In 2006, NASA launched a satellite carrying an antenna that no human engineer had ever designed. The antenna's existence was the fruit of a different kind of ingenuity—one drawn from 3.8 billion years of natural selection. A design team at NASA had faced a stubborn problem: they needed a tiny antenna for a small satellite that could meet very specific communication capabilities while respecting strict limits on size and weight. Rather than rely solely on conventional engineering intuition, they turned to a computer simulation of evolution itself.

The approach works on a principle as old as life: when variation exists in heritable traits, and some variants outperform others, those successful variants spread through populations over time. Early gazelles that happened to run faster escaped predators more often and lived to pass on their speed. Bacteria exposed to antibiotics, with rare individuals possessing resistance genes, see those resistant lineages flourish when susceptible ones die off. The NASA team translated this logic into code.

They created two rough "parent" programs for antenna design, then bred them digitally together, producing "offspring" that inherited varying halves of each parent's coding. To mimic mutation, some binary elements flipped randomly from 0s to 1s. The best-performing antenna designs were selected to become the parents of the next generation; the rest were discarded. This cycle repeated, refining the designs rapidly. Within a timeframe shorter than traditional engineering would have required, the evolutionary algorithm produced an antenna that outperformed human-designed versions—with stronger signal, greater range, and crucially, lower energy use. It launched, performed admirably for its planned 90-day mission, and proved that nature's algorithm could surpass human creativity.

That success hints at something larger: harnessing the logic of natural selection unlocks efficient solutions to complex problems across domains. Yet many fields still ignore this principle, sometimes at great cost. The fishing industry provides a cautionary example. As global demand for fish grew, industrial fleets became expert at removing all fish above a certain size—anything larger than the net holes dies, anything smaller survives. The strategy seemed sensible at first. But it shifted the selection pressures. Fish that matured at smaller sizes were more likely to escape nets and breed. Over generations, the trait of early, smaller maturation spread through populations. A 2025 study found that Baltic Cod, heavily fished between 1996 and 2019, became 48% shorter in length. A female Atlantic Cod half the size of a 66-pound individual doesn't lay 50% fewer eggs—she lays roughly 4% as many, and those eggs are smaller, carrying less energy for developing fry. By inadvertently selecting for smaller, less fecund fish, the industry bred future generations into decline, compounding the overfishing crisis.

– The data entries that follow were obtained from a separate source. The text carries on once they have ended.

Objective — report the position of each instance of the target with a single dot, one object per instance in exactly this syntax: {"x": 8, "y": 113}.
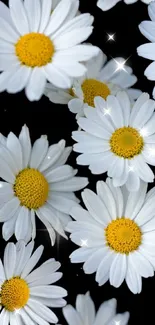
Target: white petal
{"x": 57, "y": 77}
{"x": 106, "y": 311}
{"x": 33, "y": 11}
{"x": 42, "y": 311}
{"x": 58, "y": 16}
{"x": 49, "y": 292}
{"x": 142, "y": 169}
{"x": 7, "y": 32}
{"x": 9, "y": 260}
{"x": 36, "y": 85}
{"x": 71, "y": 314}
{"x": 118, "y": 270}
{"x": 19, "y": 79}
{"x": 48, "y": 227}
{"x": 147, "y": 29}
{"x": 39, "y": 151}
{"x": 25, "y": 142}
{"x": 144, "y": 114}
{"x": 45, "y": 14}
{"x": 133, "y": 279}
{"x": 96, "y": 207}
{"x": 105, "y": 265}
{"x": 23, "y": 228}
{"x": 93, "y": 262}
{"x": 141, "y": 264}
{"x": 72, "y": 38}
{"x": 5, "y": 12}
{"x": 53, "y": 154}
{"x": 116, "y": 111}
{"x": 139, "y": 102}
{"x": 60, "y": 174}
{"x": 9, "y": 209}
{"x": 32, "y": 261}
{"x": 135, "y": 201}
{"x": 70, "y": 185}
{"x": 19, "y": 17}
{"x": 8, "y": 228}
{"x": 81, "y": 254}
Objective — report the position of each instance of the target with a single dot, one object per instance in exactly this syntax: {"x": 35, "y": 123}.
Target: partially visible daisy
{"x": 147, "y": 50}
{"x": 26, "y": 294}
{"x": 108, "y": 4}
{"x": 85, "y": 313}
{"x": 36, "y": 45}
{"x": 118, "y": 139}
{"x": 37, "y": 182}
{"x": 116, "y": 234}
{"x": 101, "y": 79}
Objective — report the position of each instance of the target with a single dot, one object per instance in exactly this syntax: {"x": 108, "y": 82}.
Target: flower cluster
{"x": 42, "y": 51}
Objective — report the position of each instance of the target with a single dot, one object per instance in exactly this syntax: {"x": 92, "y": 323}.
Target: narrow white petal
{"x": 118, "y": 270}
{"x": 39, "y": 152}
{"x": 32, "y": 261}
{"x": 25, "y": 142}
{"x": 33, "y": 12}
{"x": 34, "y": 89}
{"x": 9, "y": 260}
{"x": 19, "y": 16}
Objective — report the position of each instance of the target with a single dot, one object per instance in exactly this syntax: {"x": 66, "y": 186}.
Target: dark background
{"x": 57, "y": 122}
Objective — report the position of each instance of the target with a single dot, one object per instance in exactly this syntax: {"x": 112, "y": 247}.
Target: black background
{"x": 57, "y": 122}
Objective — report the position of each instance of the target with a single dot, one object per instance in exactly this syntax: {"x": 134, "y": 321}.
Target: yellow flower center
{"x": 126, "y": 142}
{"x": 123, "y": 235}
{"x": 34, "y": 50}
{"x": 92, "y": 88}
{"x": 31, "y": 188}
{"x": 14, "y": 294}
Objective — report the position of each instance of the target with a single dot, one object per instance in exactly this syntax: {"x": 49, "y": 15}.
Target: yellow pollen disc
{"x": 126, "y": 142}
{"x": 123, "y": 235}
{"x": 34, "y": 50}
{"x": 14, "y": 294}
{"x": 31, "y": 188}
{"x": 92, "y": 88}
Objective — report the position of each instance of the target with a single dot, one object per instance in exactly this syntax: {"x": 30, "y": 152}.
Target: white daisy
{"x": 25, "y": 294}
{"x": 147, "y": 50}
{"x": 85, "y": 313}
{"x": 37, "y": 181}
{"x": 119, "y": 234}
{"x": 119, "y": 139}
{"x": 36, "y": 45}
{"x": 101, "y": 79}
{"x": 108, "y": 4}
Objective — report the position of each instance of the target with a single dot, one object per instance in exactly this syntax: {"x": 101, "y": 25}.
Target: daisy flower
{"x": 116, "y": 234}
{"x": 36, "y": 45}
{"x": 37, "y": 182}
{"x": 85, "y": 312}
{"x": 101, "y": 79}
{"x": 108, "y": 4}
{"x": 147, "y": 28}
{"x": 25, "y": 295}
{"x": 118, "y": 139}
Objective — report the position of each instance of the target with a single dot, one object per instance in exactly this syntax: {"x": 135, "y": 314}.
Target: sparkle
{"x": 84, "y": 242}
{"x": 131, "y": 169}
{"x": 151, "y": 152}
{"x": 107, "y": 111}
{"x": 143, "y": 132}
{"x": 111, "y": 37}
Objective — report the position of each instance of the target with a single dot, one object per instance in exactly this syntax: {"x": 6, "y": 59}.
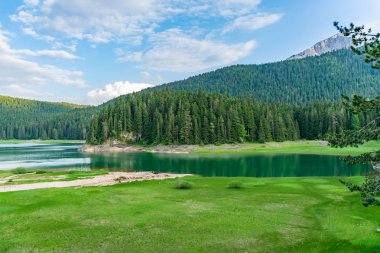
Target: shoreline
{"x": 100, "y": 180}
{"x": 316, "y": 147}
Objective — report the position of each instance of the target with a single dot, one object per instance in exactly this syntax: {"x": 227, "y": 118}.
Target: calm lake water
{"x": 66, "y": 156}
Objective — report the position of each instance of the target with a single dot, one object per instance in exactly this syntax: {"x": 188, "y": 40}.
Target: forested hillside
{"x": 201, "y": 118}
{"x": 321, "y": 78}
{"x": 29, "y": 119}
{"x": 170, "y": 117}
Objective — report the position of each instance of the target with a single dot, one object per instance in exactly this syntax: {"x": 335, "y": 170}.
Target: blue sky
{"x": 89, "y": 51}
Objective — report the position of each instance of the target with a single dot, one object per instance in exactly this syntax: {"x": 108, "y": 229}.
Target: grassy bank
{"x": 16, "y": 141}
{"x": 266, "y": 215}
{"x": 26, "y": 176}
{"x": 289, "y": 147}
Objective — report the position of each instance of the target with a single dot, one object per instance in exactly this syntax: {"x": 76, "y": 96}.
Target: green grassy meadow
{"x": 265, "y": 215}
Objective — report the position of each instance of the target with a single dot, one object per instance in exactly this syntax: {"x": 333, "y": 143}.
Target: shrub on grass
{"x": 41, "y": 172}
{"x": 19, "y": 170}
{"x": 183, "y": 185}
{"x": 235, "y": 185}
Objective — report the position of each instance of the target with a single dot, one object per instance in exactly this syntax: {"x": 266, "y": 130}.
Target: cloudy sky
{"x": 89, "y": 51}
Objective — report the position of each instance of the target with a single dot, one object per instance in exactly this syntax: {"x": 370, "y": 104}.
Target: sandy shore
{"x": 117, "y": 148}
{"x": 101, "y": 180}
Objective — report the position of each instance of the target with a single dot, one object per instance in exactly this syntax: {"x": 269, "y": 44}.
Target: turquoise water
{"x": 67, "y": 156}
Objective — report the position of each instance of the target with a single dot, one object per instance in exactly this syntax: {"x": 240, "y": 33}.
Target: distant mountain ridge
{"x": 321, "y": 78}
{"x": 336, "y": 42}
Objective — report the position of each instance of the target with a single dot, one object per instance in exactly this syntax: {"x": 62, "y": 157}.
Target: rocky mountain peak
{"x": 336, "y": 42}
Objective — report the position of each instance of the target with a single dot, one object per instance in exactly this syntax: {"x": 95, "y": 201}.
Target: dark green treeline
{"x": 29, "y": 119}
{"x": 182, "y": 117}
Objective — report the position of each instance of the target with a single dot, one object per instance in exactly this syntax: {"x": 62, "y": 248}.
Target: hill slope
{"x": 321, "y": 78}
{"x": 30, "y": 119}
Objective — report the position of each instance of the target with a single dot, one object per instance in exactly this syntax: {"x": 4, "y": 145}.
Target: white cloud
{"x": 236, "y": 7}
{"x": 145, "y": 74}
{"x": 15, "y": 90}
{"x": 253, "y": 22}
{"x": 17, "y": 72}
{"x": 46, "y": 53}
{"x": 174, "y": 51}
{"x": 30, "y": 32}
{"x": 98, "y": 21}
{"x": 116, "y": 89}
{"x": 128, "y": 21}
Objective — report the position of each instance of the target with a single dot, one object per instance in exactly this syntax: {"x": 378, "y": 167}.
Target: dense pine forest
{"x": 275, "y": 101}
{"x": 182, "y": 117}
{"x": 29, "y": 119}
{"x": 321, "y": 78}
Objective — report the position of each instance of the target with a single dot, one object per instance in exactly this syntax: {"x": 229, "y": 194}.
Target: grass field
{"x": 266, "y": 215}
{"x": 289, "y": 147}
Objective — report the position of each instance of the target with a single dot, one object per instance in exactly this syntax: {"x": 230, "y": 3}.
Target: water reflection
{"x": 65, "y": 155}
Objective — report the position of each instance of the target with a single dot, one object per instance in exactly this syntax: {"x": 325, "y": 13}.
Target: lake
{"x": 66, "y": 156}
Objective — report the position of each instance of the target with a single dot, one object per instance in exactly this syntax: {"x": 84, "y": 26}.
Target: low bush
{"x": 183, "y": 185}
{"x": 41, "y": 171}
{"x": 235, "y": 185}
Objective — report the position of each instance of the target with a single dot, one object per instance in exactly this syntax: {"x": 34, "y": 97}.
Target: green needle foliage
{"x": 367, "y": 44}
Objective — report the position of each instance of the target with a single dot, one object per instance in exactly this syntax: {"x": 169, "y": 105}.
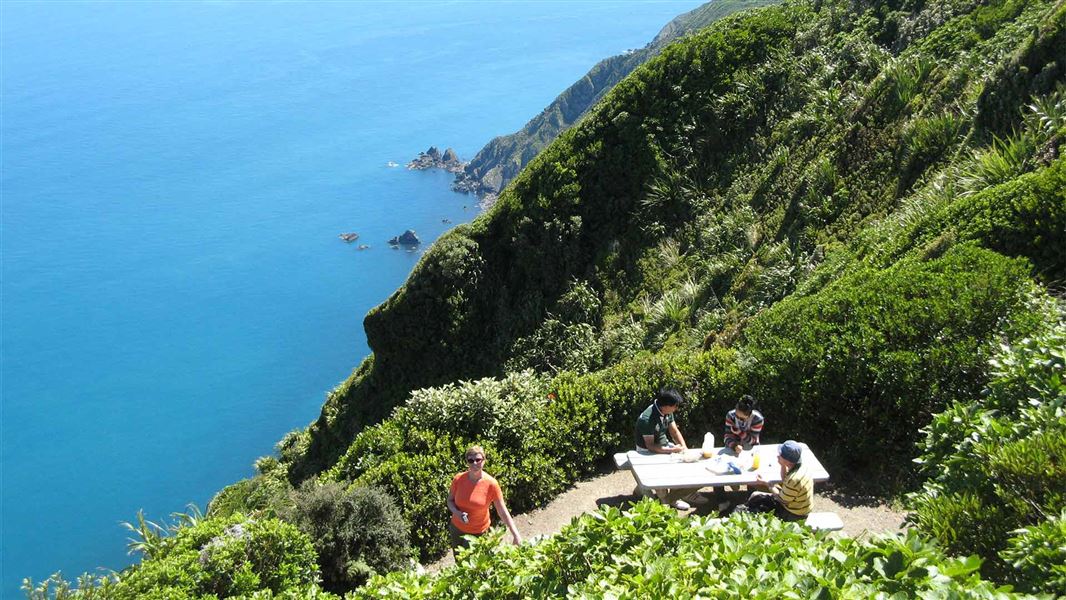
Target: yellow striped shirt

Medical science is now applying this evolutionary insight to cancer treatment. Traditional approaches aim to eradicate all cancer cells—but aggressive eradication often backfires, killing treatment-resistant cells' competitors and allowing those resistant lineages to thrive and expand. A new strategy called adaptive therapy works differently. It recognizes that tumors harbor cells varying in treatment resistance, and instead of total eradication, aims to keep dangerous cells in check by preserving some treatment-susceptible cells to compete with resistant ones. Doctors increase dosages when tumors grow and reduce them when tumors shrink, maintaining a dynamic equilibrium. The approach mirrors the principle that shaped every creature on Earth: understanding selection pressures transforms how we design, farm, treat, and build.